THE STANDARD ERROR OF 25-50% WHICH SHOULD BE USED WITH CAUTION REFERS TO ONE DATA POINT WHICH IN NO WAY RELATED TO MY POST. THE DATA TO WHICH I REFERRED HAS NO STANDARD ERRROR PROBABLY BECAUSE THE SAMPLE SET WAS VERY LARGE. THIS IS MADE VERY CLEAR IN TH LINK IF YOU EVER CARED TO READ IT.
The fact that I have now made this point FOUR times suggests to me many bears only read what they want to read….which will lead them to very poor and ill informed decisions.
the big question is….who will be the next person to write “….but bb, there is a standard error in the data which suggests you should use with caution..blah blah”
——–
macro2 @ 100
“For an average weekly housing cost of $384 to represent 18% of gross household weekly income, the latter has to be some $2,130. I’ll invite the readers to consider how many people they know that get an income of that order of magnitude”
Thats because most of the debt sits in the hands of high income households. That is the point of the data. That is what the RBA has been saying for six months. That is what Macquarie Bank research is saying. And that is why simple debt/GDP charts used in the wrong context can be very misleading.
——
huggy_london @ 102
“You moan about property bears sounding silly”
No, I think i said its is amusing that bears will congratulate SK on his research (data sourced from the ABS), but data from the same insitution which does not support the bear case is routinly dismissed.
Would you not agree that would be a silly position to take?
—————-
Peter_W
“I cannot see the price of a Bentley falling below the cost of production either and Bentley demand is extremely high (every one I know wants one).”
I can. Bentley’s are not needed for human survival.
—————
Peter_W @ 103
“My main point is… An investor will get a certain 7.25% return investing in debt repayments whereas they will get 2.5% yield with some uncertain but estimatable yield growth and probably zero or poor capital growth investing in housing over the next 5 – 10 years.”
You keep talking about this in the context of investment. I agree. Investing in resi is not that compelling (although my return expectations may be slightly higher than yours). Either way, I am not an investor.
But think about it in the context of a renter seeking to be an OO. You may get a certain 7.25% in the bank. After tax? Say 4.5%. You pay your rent of 2.5% and that leave you 2.0%
So if property grows by +2% per annum you are behind.

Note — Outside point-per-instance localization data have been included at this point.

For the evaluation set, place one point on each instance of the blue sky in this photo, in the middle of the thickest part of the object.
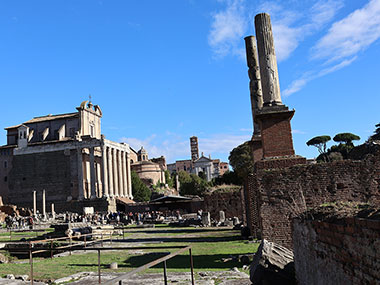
(163, 71)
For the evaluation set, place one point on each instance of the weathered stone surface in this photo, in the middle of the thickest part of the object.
(206, 220)
(267, 58)
(3, 258)
(338, 244)
(222, 216)
(229, 201)
(272, 264)
(277, 195)
(254, 76)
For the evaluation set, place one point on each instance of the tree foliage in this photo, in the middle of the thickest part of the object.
(376, 133)
(241, 159)
(192, 184)
(346, 138)
(140, 191)
(169, 179)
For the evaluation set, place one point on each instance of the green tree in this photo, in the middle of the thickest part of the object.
(140, 191)
(376, 135)
(346, 138)
(202, 175)
(241, 160)
(320, 143)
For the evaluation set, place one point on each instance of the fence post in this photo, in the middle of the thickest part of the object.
(99, 280)
(31, 263)
(192, 267)
(165, 276)
(71, 242)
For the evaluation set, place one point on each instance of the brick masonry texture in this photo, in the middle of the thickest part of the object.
(228, 201)
(278, 195)
(54, 172)
(344, 251)
(276, 134)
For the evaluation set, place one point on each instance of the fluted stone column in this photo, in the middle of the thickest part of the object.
(92, 174)
(267, 61)
(99, 183)
(44, 204)
(125, 178)
(104, 172)
(255, 82)
(110, 171)
(130, 196)
(120, 173)
(80, 174)
(115, 173)
(34, 203)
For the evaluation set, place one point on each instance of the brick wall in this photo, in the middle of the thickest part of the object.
(54, 172)
(277, 195)
(341, 251)
(228, 201)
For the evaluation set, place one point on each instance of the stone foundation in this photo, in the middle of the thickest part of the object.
(277, 195)
(340, 249)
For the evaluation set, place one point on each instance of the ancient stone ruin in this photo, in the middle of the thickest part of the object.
(283, 186)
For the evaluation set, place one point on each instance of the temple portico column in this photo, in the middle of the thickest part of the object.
(110, 171)
(80, 174)
(115, 174)
(99, 183)
(129, 188)
(104, 172)
(92, 174)
(34, 203)
(267, 61)
(119, 173)
(44, 204)
(125, 183)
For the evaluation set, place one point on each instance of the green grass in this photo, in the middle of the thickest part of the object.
(209, 247)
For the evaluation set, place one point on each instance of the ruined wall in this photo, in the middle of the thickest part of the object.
(341, 251)
(228, 201)
(55, 172)
(277, 195)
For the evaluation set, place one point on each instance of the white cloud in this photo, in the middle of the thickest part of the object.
(295, 86)
(343, 41)
(298, 132)
(352, 34)
(227, 29)
(174, 146)
(298, 84)
(222, 143)
(288, 32)
(229, 25)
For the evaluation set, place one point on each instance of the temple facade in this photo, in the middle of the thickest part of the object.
(67, 156)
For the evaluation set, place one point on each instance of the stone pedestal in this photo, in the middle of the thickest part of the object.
(276, 133)
(256, 148)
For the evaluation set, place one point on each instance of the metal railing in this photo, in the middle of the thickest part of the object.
(83, 246)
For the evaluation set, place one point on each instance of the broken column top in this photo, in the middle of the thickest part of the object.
(267, 61)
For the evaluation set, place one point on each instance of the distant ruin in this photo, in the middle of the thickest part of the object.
(283, 185)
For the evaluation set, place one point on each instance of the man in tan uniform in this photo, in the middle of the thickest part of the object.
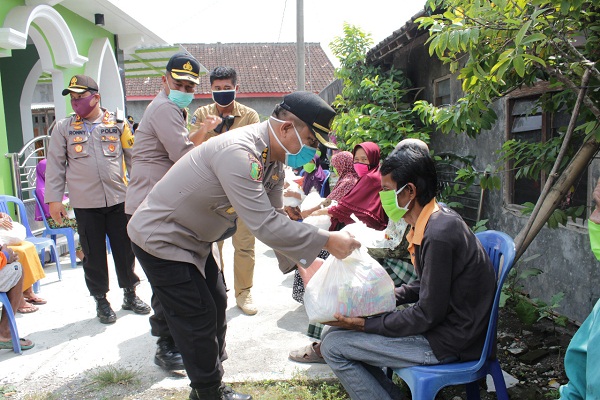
(87, 151)
(161, 139)
(223, 84)
(198, 201)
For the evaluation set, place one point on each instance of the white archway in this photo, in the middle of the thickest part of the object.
(104, 69)
(14, 32)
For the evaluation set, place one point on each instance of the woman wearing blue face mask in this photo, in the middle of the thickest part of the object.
(581, 358)
(363, 200)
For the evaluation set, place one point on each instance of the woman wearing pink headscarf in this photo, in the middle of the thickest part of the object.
(40, 190)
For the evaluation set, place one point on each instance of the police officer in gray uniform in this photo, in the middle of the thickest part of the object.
(161, 139)
(87, 151)
(237, 174)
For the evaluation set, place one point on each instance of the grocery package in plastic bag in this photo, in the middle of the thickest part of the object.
(356, 286)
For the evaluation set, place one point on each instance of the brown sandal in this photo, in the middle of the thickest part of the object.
(307, 354)
(28, 309)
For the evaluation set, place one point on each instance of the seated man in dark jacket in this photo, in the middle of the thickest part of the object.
(452, 296)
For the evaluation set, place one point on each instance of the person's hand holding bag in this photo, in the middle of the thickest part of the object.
(341, 244)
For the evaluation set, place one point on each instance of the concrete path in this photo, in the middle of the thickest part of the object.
(70, 341)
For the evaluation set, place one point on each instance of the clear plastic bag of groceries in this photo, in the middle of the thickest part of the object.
(356, 286)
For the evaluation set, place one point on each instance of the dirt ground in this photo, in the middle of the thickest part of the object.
(71, 345)
(533, 355)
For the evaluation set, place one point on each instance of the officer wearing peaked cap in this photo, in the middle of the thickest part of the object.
(161, 139)
(238, 174)
(87, 151)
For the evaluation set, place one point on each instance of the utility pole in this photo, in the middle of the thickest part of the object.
(300, 44)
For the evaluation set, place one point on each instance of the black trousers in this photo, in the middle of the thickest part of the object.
(194, 308)
(158, 323)
(94, 224)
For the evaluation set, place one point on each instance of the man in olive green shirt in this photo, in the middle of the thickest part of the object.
(223, 84)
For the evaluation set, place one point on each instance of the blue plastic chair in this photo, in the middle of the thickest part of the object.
(426, 381)
(325, 182)
(68, 232)
(14, 333)
(40, 243)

Remember, you have to buy your property with after tax dollars.
Bears may be will to bet their families futures on the movement of the housing market, but I think if you can afford what you like, you should eliminate your risk and buy a home.
That last statement is sure to get me into trouble.
Keep up the good work bb
You seem to be the only one capable of understanding the supply/demand argument.
People just dont get it !
bb #106
You seem to agree with me when you say…
“You keep talking about this in the context of investment. I agree. Investing in resi is not that compelling (although my return expectations may be slightly higher than yours). Either way, I am not an investor.”
I also agree. Investing in resi is not that compelling. Infact I believ investing in exising debt is a certain 7.25%
The problem will be when all the investors also agree with both of us.
When the exising investors agree with us, it will subtract ~30% of all buyers each weekend from the buy side.
Clearance rates will fall below 50%
Prices will fall
Yields will rise as a result
Bentley’s are not needed for human survival.
Last time I checked I was still human and I simply could not live without my Bentley.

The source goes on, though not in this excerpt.